Let $\{f_n\}_{n=1}^{\infty}$ and $f$ be integrable functions on $[0, 1]$ such that $$\lim_{n \to \infty}\int_0^1|f_n(x) - f(x)| dx = 0$$
Is there exists an example which shows that following statement doesn't hold good?
$f_n(x) \to f(x)$, as $n \to \infty$, for almost every $x \in [0, 1]$.

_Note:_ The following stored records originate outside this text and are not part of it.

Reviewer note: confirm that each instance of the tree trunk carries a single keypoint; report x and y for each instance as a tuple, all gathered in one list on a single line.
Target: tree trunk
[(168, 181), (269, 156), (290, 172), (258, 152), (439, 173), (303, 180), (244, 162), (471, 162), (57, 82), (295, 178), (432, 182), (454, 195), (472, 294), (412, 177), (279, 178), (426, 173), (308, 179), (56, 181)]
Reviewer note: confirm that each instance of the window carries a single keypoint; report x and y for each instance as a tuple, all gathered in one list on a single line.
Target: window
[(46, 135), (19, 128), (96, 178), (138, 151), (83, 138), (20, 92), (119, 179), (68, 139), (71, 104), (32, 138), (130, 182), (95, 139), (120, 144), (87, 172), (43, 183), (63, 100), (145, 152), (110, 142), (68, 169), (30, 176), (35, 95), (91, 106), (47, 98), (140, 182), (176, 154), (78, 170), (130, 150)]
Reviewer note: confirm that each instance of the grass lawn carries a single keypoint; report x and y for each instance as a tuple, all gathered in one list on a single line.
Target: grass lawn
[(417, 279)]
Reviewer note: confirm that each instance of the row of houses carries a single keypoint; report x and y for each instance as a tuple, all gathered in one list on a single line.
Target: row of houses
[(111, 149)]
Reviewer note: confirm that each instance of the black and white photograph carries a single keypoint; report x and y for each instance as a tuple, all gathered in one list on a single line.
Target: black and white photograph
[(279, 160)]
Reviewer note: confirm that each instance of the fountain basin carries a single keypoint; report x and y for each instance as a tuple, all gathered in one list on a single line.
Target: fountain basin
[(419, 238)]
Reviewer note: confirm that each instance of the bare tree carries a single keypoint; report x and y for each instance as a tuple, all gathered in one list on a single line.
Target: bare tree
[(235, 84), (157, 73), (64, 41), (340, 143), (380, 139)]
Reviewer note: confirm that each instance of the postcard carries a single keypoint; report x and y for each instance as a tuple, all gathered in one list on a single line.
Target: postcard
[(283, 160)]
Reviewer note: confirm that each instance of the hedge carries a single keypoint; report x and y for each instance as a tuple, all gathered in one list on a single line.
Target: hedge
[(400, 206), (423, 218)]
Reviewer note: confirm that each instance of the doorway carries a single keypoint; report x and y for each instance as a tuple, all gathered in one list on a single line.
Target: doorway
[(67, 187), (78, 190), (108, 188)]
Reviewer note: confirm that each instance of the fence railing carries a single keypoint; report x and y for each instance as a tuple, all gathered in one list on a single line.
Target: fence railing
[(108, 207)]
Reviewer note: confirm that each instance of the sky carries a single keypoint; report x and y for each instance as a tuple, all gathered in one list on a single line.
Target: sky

Consider the indicator function
$$1_{(a,b)}(x) = \begin{cases}1, \,\, x \in(a,b)\\0, \,\,x \notin (a,b) \end{cases} $$
Take $f(x) = 0$ for all $x$ and
$$f_1 = 1_{(0,1/2)}\, , \,\,f_2 = 1_{(1/2,1)} \,, \,\, f_3 = 1_{(0,1/4)} \, , \,\, f_4 = 1_{(1/4,1/2)}\, , \, \, f_5 = 1_{(1/2,3/4)} \, , f_6 = 1_{(3/4,1)} \, , \ldots $$
Now show $\int_0^1|f_n(x)| \, dx \to 0$, but for almost every $x \in (0,1)$ and for every $n \in {N}$ there exists $n_1, n_2 > n$ such that $f_{n_1}(x) = 1$ and $f_{n_2}(x) = 0$.